PenderBlog From The Pender Islands Of Canada

April 16, 2010

Pilot project redux…

Filed under: Commentary — Jocko @ 8:29 pm

Re: Pender Island Woody Debris and Yard Brush Drop-off Event Pilot Project

A pilot project to follow up the pilot project.

From Mike Aston:

I’ve mulled this one over for a little while. It’s a nice idea in principle, but do I recall a recent attempt at a similar thing, which overwhelmed the CRD not so long ago? That particular pilot project was free to the public (although paid for from taxes), and yard waste was collected from the curbside, which is much more convenient. However, the chipper broke, then the yard waste sat by the roadside for weeks, before eventually being cleared up. The scheme appeared to have dealt with the yard waste in the end, but I imagine it was likely a financial disaster and therefore not particularly viable for a small, spread-out community.

This latest reincarnation of the chipper project, on the other hand, will cost people to use (between $5 and $20, depending on vehicle In addition to our taxes), so this might have an effect on its popularity. This time, any waste will need to be delivered to the CRD designated site. I think this is likely to lead to a neutral, or perhaps even negative, environmental impact when fossil fuel use, pollution, additional road use and hazards are taken into account.

The best route, in my opinion, is for yard waste to be dealt with on site, at source: Keep it local, compost it; salvage wood for heating/energy. Dry and burn any remaining invasive waste. This, of course, must be done safely and responsibly. A small hot fire in a suitable incinerator can work wonders while producing very little smoke.
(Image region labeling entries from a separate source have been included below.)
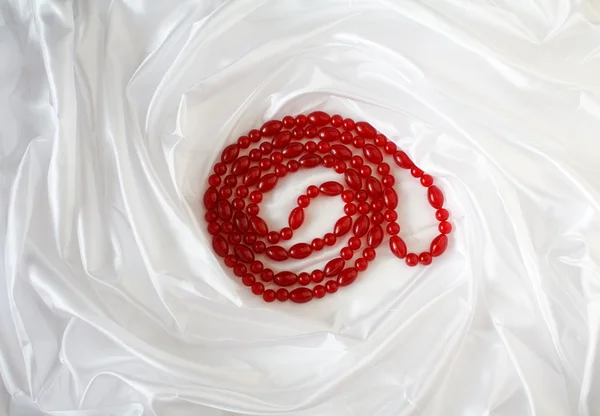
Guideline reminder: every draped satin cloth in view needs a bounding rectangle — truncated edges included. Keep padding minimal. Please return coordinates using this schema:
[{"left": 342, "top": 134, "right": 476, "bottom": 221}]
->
[{"left": 0, "top": 0, "right": 600, "bottom": 416}]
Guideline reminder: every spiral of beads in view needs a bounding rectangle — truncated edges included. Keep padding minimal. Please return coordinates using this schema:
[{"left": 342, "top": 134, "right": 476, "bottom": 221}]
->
[{"left": 203, "top": 111, "right": 452, "bottom": 303}]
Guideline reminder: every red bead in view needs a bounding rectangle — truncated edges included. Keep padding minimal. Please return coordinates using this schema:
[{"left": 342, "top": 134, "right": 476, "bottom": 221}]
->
[
  {"left": 298, "top": 272, "right": 310, "bottom": 286},
  {"left": 337, "top": 267, "right": 358, "bottom": 286},
  {"left": 385, "top": 222, "right": 400, "bottom": 235},
  {"left": 363, "top": 247, "right": 376, "bottom": 261},
  {"left": 263, "top": 289, "right": 275, "bottom": 302},
  {"left": 310, "top": 270, "right": 325, "bottom": 283},
  {"left": 419, "top": 252, "right": 433, "bottom": 265},
  {"left": 248, "top": 129, "right": 262, "bottom": 143},
  {"left": 333, "top": 160, "right": 346, "bottom": 173},
  {"left": 363, "top": 144, "right": 383, "bottom": 164},
  {"left": 410, "top": 166, "right": 423, "bottom": 178},
  {"left": 323, "top": 258, "right": 346, "bottom": 277},
  {"left": 325, "top": 280, "right": 339, "bottom": 293},
  {"left": 266, "top": 246, "right": 288, "bottom": 261},
  {"left": 310, "top": 238, "right": 325, "bottom": 251},
  {"left": 289, "top": 243, "right": 312, "bottom": 259},
  {"left": 435, "top": 208, "right": 450, "bottom": 221},
  {"left": 438, "top": 221, "right": 452, "bottom": 234},
  {"left": 208, "top": 173, "right": 221, "bottom": 186},
  {"left": 353, "top": 214, "right": 369, "bottom": 237},
  {"left": 340, "top": 247, "right": 354, "bottom": 260},
  {"left": 390, "top": 235, "right": 406, "bottom": 259},
  {"left": 427, "top": 185, "right": 444, "bottom": 209},
  {"left": 330, "top": 144, "right": 352, "bottom": 161},
  {"left": 242, "top": 273, "right": 256, "bottom": 287},
  {"left": 300, "top": 153, "right": 323, "bottom": 168},
  {"left": 281, "top": 116, "right": 296, "bottom": 129},
  {"left": 250, "top": 260, "right": 265, "bottom": 273},
  {"left": 367, "top": 225, "right": 383, "bottom": 248},
  {"left": 298, "top": 195, "right": 310, "bottom": 208},
  {"left": 394, "top": 150, "right": 413, "bottom": 169},
  {"left": 275, "top": 288, "right": 290, "bottom": 302},
  {"left": 344, "top": 203, "right": 356, "bottom": 215},
  {"left": 267, "top": 231, "right": 280, "bottom": 244},
  {"left": 260, "top": 269, "right": 275, "bottom": 282},
  {"left": 306, "top": 185, "right": 320, "bottom": 198},
  {"left": 319, "top": 181, "right": 344, "bottom": 196},
  {"left": 238, "top": 136, "right": 250, "bottom": 149},
  {"left": 344, "top": 118, "right": 355, "bottom": 130},
  {"left": 288, "top": 207, "right": 304, "bottom": 230},
  {"left": 296, "top": 114, "right": 308, "bottom": 127},
  {"left": 333, "top": 215, "right": 352, "bottom": 237},
  {"left": 249, "top": 217, "right": 269, "bottom": 237},
  {"left": 405, "top": 253, "right": 419, "bottom": 267},
  {"left": 221, "top": 144, "right": 240, "bottom": 164},
  {"left": 290, "top": 287, "right": 313, "bottom": 303},
  {"left": 323, "top": 233, "right": 337, "bottom": 246},
  {"left": 354, "top": 257, "right": 369, "bottom": 272},
  {"left": 429, "top": 234, "right": 448, "bottom": 257},
  {"left": 331, "top": 114, "right": 344, "bottom": 127},
  {"left": 273, "top": 272, "right": 298, "bottom": 286},
  {"left": 354, "top": 121, "right": 377, "bottom": 139},
  {"left": 421, "top": 174, "right": 433, "bottom": 188},
  {"left": 319, "top": 127, "right": 340, "bottom": 142},
  {"left": 252, "top": 282, "right": 265, "bottom": 295},
  {"left": 313, "top": 285, "right": 327, "bottom": 299},
  {"left": 308, "top": 111, "right": 331, "bottom": 126}
]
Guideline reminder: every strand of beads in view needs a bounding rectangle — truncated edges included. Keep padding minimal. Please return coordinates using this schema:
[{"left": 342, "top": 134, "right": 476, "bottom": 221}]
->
[{"left": 204, "top": 111, "right": 452, "bottom": 303}]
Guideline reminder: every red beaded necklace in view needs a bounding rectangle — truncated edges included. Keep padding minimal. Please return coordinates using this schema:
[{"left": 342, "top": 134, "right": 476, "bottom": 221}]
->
[{"left": 204, "top": 111, "right": 452, "bottom": 303}]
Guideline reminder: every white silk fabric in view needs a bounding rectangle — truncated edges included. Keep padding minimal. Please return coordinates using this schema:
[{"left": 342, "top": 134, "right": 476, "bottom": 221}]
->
[{"left": 0, "top": 0, "right": 600, "bottom": 416}]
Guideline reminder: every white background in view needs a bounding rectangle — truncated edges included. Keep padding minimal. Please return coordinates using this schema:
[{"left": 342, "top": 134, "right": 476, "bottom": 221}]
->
[{"left": 0, "top": 0, "right": 600, "bottom": 416}]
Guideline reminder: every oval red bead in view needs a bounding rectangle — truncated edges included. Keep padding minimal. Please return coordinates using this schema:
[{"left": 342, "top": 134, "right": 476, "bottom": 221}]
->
[
  {"left": 354, "top": 215, "right": 369, "bottom": 238},
  {"left": 390, "top": 235, "right": 407, "bottom": 259},
  {"left": 383, "top": 188, "right": 398, "bottom": 209},
  {"left": 323, "top": 257, "right": 346, "bottom": 277},
  {"left": 333, "top": 215, "right": 352, "bottom": 237},
  {"left": 217, "top": 199, "right": 231, "bottom": 220},
  {"left": 363, "top": 144, "right": 383, "bottom": 164},
  {"left": 367, "top": 225, "right": 383, "bottom": 248},
  {"left": 330, "top": 144, "right": 352, "bottom": 160},
  {"left": 231, "top": 156, "right": 250, "bottom": 175},
  {"left": 300, "top": 154, "right": 323, "bottom": 168},
  {"left": 290, "top": 287, "right": 313, "bottom": 303},
  {"left": 429, "top": 234, "right": 448, "bottom": 257},
  {"left": 288, "top": 207, "right": 304, "bottom": 230},
  {"left": 221, "top": 144, "right": 240, "bottom": 163},
  {"left": 308, "top": 111, "right": 331, "bottom": 126},
  {"left": 233, "top": 211, "right": 247, "bottom": 233},
  {"left": 367, "top": 176, "right": 383, "bottom": 198},
  {"left": 354, "top": 121, "right": 377, "bottom": 139},
  {"left": 256, "top": 173, "right": 278, "bottom": 192},
  {"left": 344, "top": 169, "right": 362, "bottom": 191},
  {"left": 233, "top": 244, "right": 254, "bottom": 263},
  {"left": 244, "top": 166, "right": 260, "bottom": 186},
  {"left": 204, "top": 186, "right": 219, "bottom": 209},
  {"left": 319, "top": 127, "right": 340, "bottom": 142},
  {"left": 394, "top": 150, "right": 414, "bottom": 169},
  {"left": 260, "top": 120, "right": 283, "bottom": 137},
  {"left": 289, "top": 243, "right": 312, "bottom": 259},
  {"left": 273, "top": 272, "right": 298, "bottom": 286},
  {"left": 265, "top": 246, "right": 289, "bottom": 261},
  {"left": 281, "top": 142, "right": 304, "bottom": 159},
  {"left": 337, "top": 267, "right": 358, "bottom": 286},
  {"left": 427, "top": 185, "right": 444, "bottom": 209},
  {"left": 212, "top": 234, "right": 229, "bottom": 257},
  {"left": 250, "top": 217, "right": 269, "bottom": 237},
  {"left": 272, "top": 131, "right": 292, "bottom": 149},
  {"left": 319, "top": 181, "right": 344, "bottom": 196}
]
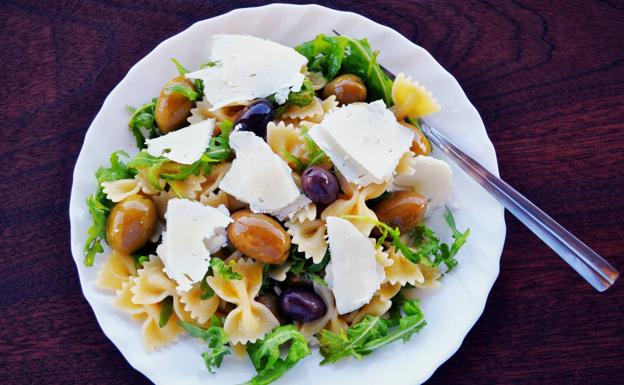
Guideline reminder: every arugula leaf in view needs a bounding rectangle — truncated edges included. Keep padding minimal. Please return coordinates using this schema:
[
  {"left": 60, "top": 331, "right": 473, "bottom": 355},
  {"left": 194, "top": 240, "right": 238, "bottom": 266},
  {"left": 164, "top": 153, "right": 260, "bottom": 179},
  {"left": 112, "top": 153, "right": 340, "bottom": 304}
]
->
[
  {"left": 288, "top": 245, "right": 329, "bottom": 286},
  {"left": 167, "top": 84, "right": 201, "bottom": 101},
  {"left": 158, "top": 296, "right": 173, "bottom": 328},
  {"left": 319, "top": 300, "right": 426, "bottom": 365},
  {"left": 126, "top": 98, "right": 160, "bottom": 148},
  {"left": 178, "top": 315, "right": 230, "bottom": 374},
  {"left": 282, "top": 125, "right": 327, "bottom": 174},
  {"left": 295, "top": 34, "right": 393, "bottom": 107},
  {"left": 133, "top": 255, "right": 149, "bottom": 269},
  {"left": 342, "top": 207, "right": 470, "bottom": 273},
  {"left": 245, "top": 325, "right": 312, "bottom": 385},
  {"left": 171, "top": 57, "right": 190, "bottom": 76},
  {"left": 288, "top": 78, "right": 316, "bottom": 107},
  {"left": 267, "top": 77, "right": 316, "bottom": 117},
  {"left": 83, "top": 150, "right": 135, "bottom": 266},
  {"left": 204, "top": 269, "right": 216, "bottom": 301},
  {"left": 210, "top": 257, "right": 243, "bottom": 280}
]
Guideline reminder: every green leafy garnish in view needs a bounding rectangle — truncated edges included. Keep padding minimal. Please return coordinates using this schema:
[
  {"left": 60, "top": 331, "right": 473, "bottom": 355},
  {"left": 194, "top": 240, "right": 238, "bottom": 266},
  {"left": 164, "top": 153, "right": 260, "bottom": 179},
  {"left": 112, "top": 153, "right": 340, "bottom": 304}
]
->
[
  {"left": 83, "top": 151, "right": 135, "bottom": 266},
  {"left": 167, "top": 84, "right": 201, "bottom": 101},
  {"left": 343, "top": 207, "right": 470, "bottom": 272},
  {"left": 210, "top": 257, "right": 243, "bottom": 280},
  {"left": 282, "top": 125, "right": 327, "bottom": 174},
  {"left": 295, "top": 34, "right": 393, "bottom": 107},
  {"left": 319, "top": 300, "right": 426, "bottom": 365},
  {"left": 245, "top": 325, "right": 311, "bottom": 385},
  {"left": 199, "top": 269, "right": 215, "bottom": 301},
  {"left": 126, "top": 98, "right": 160, "bottom": 148},
  {"left": 288, "top": 245, "right": 329, "bottom": 286},
  {"left": 179, "top": 315, "right": 230, "bottom": 374},
  {"left": 288, "top": 78, "right": 316, "bottom": 107},
  {"left": 158, "top": 296, "right": 173, "bottom": 328}
]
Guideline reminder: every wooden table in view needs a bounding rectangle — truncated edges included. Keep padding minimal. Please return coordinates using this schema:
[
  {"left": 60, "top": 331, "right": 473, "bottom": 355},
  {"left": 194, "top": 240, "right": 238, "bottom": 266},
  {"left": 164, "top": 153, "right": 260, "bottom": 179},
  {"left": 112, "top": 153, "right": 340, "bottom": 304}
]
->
[{"left": 0, "top": 0, "right": 624, "bottom": 384}]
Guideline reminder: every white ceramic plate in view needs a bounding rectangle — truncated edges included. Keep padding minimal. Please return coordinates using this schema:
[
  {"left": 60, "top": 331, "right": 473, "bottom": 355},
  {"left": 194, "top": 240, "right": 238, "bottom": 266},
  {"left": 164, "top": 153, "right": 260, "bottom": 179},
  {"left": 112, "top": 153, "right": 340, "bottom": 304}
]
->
[{"left": 69, "top": 4, "right": 505, "bottom": 385}]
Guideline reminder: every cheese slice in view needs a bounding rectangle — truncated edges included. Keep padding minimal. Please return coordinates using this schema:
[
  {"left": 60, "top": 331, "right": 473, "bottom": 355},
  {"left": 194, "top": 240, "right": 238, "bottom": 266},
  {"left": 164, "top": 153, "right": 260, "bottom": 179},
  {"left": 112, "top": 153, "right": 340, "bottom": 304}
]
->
[
  {"left": 325, "top": 217, "right": 385, "bottom": 314},
  {"left": 219, "top": 131, "right": 310, "bottom": 217},
  {"left": 388, "top": 155, "right": 453, "bottom": 212},
  {"left": 146, "top": 119, "right": 215, "bottom": 164},
  {"left": 310, "top": 100, "right": 414, "bottom": 186},
  {"left": 156, "top": 198, "right": 233, "bottom": 292},
  {"left": 186, "top": 35, "right": 308, "bottom": 110}
]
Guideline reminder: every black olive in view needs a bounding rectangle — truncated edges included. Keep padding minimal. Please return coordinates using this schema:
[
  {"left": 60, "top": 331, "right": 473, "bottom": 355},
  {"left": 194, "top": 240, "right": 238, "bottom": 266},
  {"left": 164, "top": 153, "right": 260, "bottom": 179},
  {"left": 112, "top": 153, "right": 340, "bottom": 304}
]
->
[
  {"left": 234, "top": 99, "right": 275, "bottom": 138},
  {"left": 256, "top": 293, "right": 284, "bottom": 323},
  {"left": 279, "top": 287, "right": 327, "bottom": 322}
]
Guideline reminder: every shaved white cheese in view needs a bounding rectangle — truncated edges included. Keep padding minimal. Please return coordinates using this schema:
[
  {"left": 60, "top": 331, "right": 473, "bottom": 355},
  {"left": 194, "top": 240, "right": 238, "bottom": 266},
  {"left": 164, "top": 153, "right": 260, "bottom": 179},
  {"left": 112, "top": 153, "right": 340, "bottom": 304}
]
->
[
  {"left": 325, "top": 217, "right": 385, "bottom": 314},
  {"left": 310, "top": 100, "right": 414, "bottom": 186},
  {"left": 388, "top": 155, "right": 453, "bottom": 211},
  {"left": 156, "top": 198, "right": 233, "bottom": 291},
  {"left": 219, "top": 131, "right": 310, "bottom": 218},
  {"left": 186, "top": 35, "right": 308, "bottom": 110},
  {"left": 146, "top": 119, "right": 215, "bottom": 164}
]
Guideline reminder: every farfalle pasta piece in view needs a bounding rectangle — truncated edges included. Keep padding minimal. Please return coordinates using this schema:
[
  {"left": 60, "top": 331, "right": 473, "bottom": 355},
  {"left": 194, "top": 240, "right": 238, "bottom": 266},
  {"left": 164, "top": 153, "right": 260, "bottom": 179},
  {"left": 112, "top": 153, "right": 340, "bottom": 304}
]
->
[
  {"left": 199, "top": 190, "right": 247, "bottom": 212},
  {"left": 206, "top": 258, "right": 279, "bottom": 344},
  {"left": 346, "top": 283, "right": 401, "bottom": 324},
  {"left": 269, "top": 262, "right": 292, "bottom": 282},
  {"left": 321, "top": 175, "right": 388, "bottom": 236},
  {"left": 285, "top": 219, "right": 327, "bottom": 263},
  {"left": 297, "top": 283, "right": 348, "bottom": 345},
  {"left": 321, "top": 95, "right": 338, "bottom": 113},
  {"left": 394, "top": 151, "right": 416, "bottom": 175},
  {"left": 178, "top": 283, "right": 220, "bottom": 325},
  {"left": 200, "top": 162, "right": 232, "bottom": 196},
  {"left": 186, "top": 98, "right": 245, "bottom": 124},
  {"left": 134, "top": 168, "right": 165, "bottom": 195},
  {"left": 114, "top": 256, "right": 191, "bottom": 350},
  {"left": 152, "top": 190, "right": 175, "bottom": 219},
  {"left": 102, "top": 179, "right": 141, "bottom": 202},
  {"left": 288, "top": 203, "right": 316, "bottom": 222},
  {"left": 281, "top": 96, "right": 325, "bottom": 123},
  {"left": 392, "top": 73, "right": 440, "bottom": 122},
  {"left": 95, "top": 250, "right": 136, "bottom": 290}
]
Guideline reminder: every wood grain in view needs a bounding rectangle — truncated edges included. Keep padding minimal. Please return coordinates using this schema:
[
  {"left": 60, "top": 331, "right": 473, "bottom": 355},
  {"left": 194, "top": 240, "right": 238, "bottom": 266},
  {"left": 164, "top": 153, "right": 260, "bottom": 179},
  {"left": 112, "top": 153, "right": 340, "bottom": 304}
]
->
[{"left": 0, "top": 0, "right": 624, "bottom": 384}]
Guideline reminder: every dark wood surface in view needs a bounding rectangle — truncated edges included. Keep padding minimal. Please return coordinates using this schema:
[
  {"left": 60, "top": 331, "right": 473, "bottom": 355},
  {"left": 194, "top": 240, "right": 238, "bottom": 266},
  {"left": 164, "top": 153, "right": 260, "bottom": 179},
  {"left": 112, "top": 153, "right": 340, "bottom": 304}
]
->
[{"left": 0, "top": 0, "right": 624, "bottom": 384}]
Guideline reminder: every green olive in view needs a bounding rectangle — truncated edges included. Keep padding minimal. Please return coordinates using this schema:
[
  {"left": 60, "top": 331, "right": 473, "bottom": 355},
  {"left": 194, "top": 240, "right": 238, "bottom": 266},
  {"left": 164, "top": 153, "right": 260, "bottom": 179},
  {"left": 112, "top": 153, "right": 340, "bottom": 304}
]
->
[
  {"left": 373, "top": 191, "right": 427, "bottom": 232},
  {"left": 323, "top": 74, "right": 366, "bottom": 104},
  {"left": 155, "top": 75, "right": 195, "bottom": 133},
  {"left": 227, "top": 210, "right": 290, "bottom": 264},
  {"left": 106, "top": 195, "right": 156, "bottom": 254}
]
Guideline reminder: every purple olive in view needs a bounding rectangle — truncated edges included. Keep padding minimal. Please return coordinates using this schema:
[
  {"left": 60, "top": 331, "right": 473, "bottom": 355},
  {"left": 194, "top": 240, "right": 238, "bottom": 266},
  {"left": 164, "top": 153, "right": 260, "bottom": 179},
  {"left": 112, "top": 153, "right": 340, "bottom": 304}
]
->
[
  {"left": 278, "top": 287, "right": 327, "bottom": 322},
  {"left": 234, "top": 99, "right": 275, "bottom": 138},
  {"left": 301, "top": 166, "right": 340, "bottom": 205}
]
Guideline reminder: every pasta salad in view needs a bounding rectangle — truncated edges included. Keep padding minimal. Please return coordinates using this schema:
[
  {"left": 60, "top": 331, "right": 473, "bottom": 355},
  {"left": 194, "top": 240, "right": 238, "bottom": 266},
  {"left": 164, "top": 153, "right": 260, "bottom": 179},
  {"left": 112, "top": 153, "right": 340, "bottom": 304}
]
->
[{"left": 84, "top": 34, "right": 469, "bottom": 384}]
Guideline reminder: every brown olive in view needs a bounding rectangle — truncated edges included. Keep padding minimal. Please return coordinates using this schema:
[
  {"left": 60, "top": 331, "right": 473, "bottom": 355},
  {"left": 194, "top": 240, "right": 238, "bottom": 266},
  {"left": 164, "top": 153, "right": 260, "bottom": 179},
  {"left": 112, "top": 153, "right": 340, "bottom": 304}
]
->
[
  {"left": 155, "top": 76, "right": 195, "bottom": 133},
  {"left": 106, "top": 195, "right": 156, "bottom": 254},
  {"left": 323, "top": 74, "right": 366, "bottom": 104},
  {"left": 373, "top": 191, "right": 427, "bottom": 232},
  {"left": 401, "top": 123, "right": 431, "bottom": 156},
  {"left": 227, "top": 210, "right": 290, "bottom": 264},
  {"left": 256, "top": 293, "right": 284, "bottom": 323}
]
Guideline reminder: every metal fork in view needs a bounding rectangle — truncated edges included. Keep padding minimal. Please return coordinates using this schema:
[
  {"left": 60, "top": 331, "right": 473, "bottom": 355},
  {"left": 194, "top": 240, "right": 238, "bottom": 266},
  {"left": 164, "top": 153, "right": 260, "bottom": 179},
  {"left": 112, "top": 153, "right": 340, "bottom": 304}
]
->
[
  {"left": 419, "top": 119, "right": 619, "bottom": 292},
  {"left": 332, "top": 30, "right": 620, "bottom": 292}
]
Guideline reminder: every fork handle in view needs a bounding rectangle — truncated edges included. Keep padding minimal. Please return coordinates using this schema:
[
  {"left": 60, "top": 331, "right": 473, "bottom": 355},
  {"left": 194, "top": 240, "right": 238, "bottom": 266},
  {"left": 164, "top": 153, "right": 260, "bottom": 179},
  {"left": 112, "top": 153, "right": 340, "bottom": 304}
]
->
[{"left": 420, "top": 120, "right": 619, "bottom": 292}]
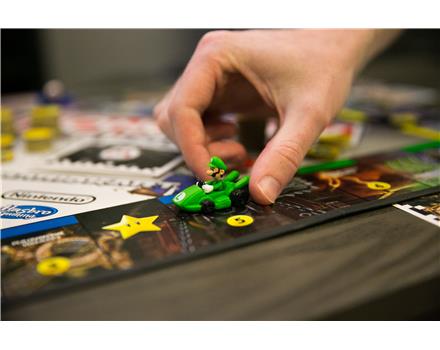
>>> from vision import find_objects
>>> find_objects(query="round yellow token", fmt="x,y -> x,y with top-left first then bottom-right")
23,128 -> 53,141
226,215 -> 254,227
37,256 -> 70,276
32,105 -> 60,119
367,181 -> 391,191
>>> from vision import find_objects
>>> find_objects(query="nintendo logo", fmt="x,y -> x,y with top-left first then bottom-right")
2,190 -> 96,205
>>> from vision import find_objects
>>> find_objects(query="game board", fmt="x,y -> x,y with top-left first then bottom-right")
1,142 -> 440,305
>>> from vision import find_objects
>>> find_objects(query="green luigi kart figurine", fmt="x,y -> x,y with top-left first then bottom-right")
173,157 -> 249,214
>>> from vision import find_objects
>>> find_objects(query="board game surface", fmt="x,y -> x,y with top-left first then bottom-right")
0,83 -> 440,306
1,142 -> 440,303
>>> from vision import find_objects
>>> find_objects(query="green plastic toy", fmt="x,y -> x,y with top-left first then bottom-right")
173,157 -> 249,214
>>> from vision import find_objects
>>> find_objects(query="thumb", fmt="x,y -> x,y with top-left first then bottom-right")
249,106 -> 326,204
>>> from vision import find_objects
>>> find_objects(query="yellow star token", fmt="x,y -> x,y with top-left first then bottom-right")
102,215 -> 161,239
37,256 -> 70,276
226,215 -> 254,227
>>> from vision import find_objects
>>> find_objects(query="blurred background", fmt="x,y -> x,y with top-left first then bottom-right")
1,29 -> 440,95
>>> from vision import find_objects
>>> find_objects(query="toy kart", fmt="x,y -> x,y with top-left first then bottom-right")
173,170 -> 249,214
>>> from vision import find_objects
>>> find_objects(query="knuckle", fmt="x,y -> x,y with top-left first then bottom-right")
156,117 -> 167,131
302,99 -> 331,127
277,140 -> 304,170
153,103 -> 162,122
197,30 -> 229,52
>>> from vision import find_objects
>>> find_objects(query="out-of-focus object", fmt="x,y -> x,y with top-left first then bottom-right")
389,111 -> 440,141
23,128 -> 54,152
337,107 -> 368,122
31,104 -> 60,136
38,79 -> 72,106
1,133 -> 15,162
307,121 -> 364,160
1,107 -> 14,134
349,81 -> 438,109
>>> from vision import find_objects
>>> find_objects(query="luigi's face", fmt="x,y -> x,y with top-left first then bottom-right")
206,167 -> 225,180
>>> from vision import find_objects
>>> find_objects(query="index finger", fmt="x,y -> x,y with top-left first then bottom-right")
168,57 -> 223,178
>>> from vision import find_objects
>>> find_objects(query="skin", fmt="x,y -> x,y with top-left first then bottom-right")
154,30 -> 398,204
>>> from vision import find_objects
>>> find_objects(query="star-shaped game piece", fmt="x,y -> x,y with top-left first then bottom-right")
102,215 -> 161,239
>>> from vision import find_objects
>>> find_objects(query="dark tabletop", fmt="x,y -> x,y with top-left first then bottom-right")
2,123 -> 440,320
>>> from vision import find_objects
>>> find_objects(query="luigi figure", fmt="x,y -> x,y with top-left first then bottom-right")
197,157 -> 228,193
172,157 -> 249,214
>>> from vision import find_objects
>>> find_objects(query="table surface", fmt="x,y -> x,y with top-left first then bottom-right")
2,127 -> 440,320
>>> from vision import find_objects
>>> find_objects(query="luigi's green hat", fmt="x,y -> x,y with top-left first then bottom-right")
209,157 -> 228,171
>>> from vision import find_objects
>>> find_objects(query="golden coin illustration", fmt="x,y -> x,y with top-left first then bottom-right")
226,215 -> 254,227
37,256 -> 70,276
367,181 -> 391,191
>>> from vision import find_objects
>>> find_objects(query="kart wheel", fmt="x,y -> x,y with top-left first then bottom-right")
230,188 -> 249,207
201,199 -> 215,214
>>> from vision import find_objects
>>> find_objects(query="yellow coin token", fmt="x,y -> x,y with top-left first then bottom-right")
37,256 -> 70,276
226,215 -> 254,227
367,181 -> 391,191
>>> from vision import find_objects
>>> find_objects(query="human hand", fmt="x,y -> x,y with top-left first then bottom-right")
154,30 -> 396,204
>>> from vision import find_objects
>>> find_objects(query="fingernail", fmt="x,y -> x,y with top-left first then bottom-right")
258,176 -> 281,203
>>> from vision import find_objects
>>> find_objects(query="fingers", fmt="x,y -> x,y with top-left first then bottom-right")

Additionally, the subsequent ash can be used as a fertilizer, natural pesticide or soil supplement in many cases (although not for acid-loving plants or potatoes).

I cannot understand why (in the words of the CRD “press release” email circulated to interested parties):

“It’s  that the CRD gets a good turn-out for BOTH days of the event so it can be established as a regular occurance on Pender and the other SGI communities.”

I wonder why it is “critically important”. Sounds like this ‘pilot project’ has already been deemed too important to fail, regardless of how successful it is. Call me cynical, but is this a prelude to being able to introduce a burning ban? This issue has surfaced before, but went away after public rumblings.
Burning is one of the most natural ways to control and regenerate. Wood-fires and domestic yard-waste burning are a drop in the ocean, emissions-wise, compared to the tens of thousands of natural wild-fires each year all over the world. So please don’t ban burning, but by all means try to improve it, restrict it at dangerous times of the year, promote the use of better incinerators, better safety, better education (or is it that we simply can’t be trusted?)

If indeed there is a poor turnout at this chipper event, then that would suggest it might not be needed, or that the cost is unreasonable. Knowing that is “critically important”, and at that point only can a decision about the project’s future be made because taxpayer’s money is being spent. However, if the chipper event is a resounding success, cost-neutral to the tax-payer and doesn’t preface a burning ban, then it will get my congratulations and full support.

Then I guess I’ll have to eat my hat as well!

Visit Mike Aston’s blog for more insights at:

http://www.penderislandrealestate.ca/blog.php

1 Comment »

  1. Burning is the best way. chipping and letting it break down put the same amount of stuff in the air only at a slower rate. Burning shouldn’t be banned.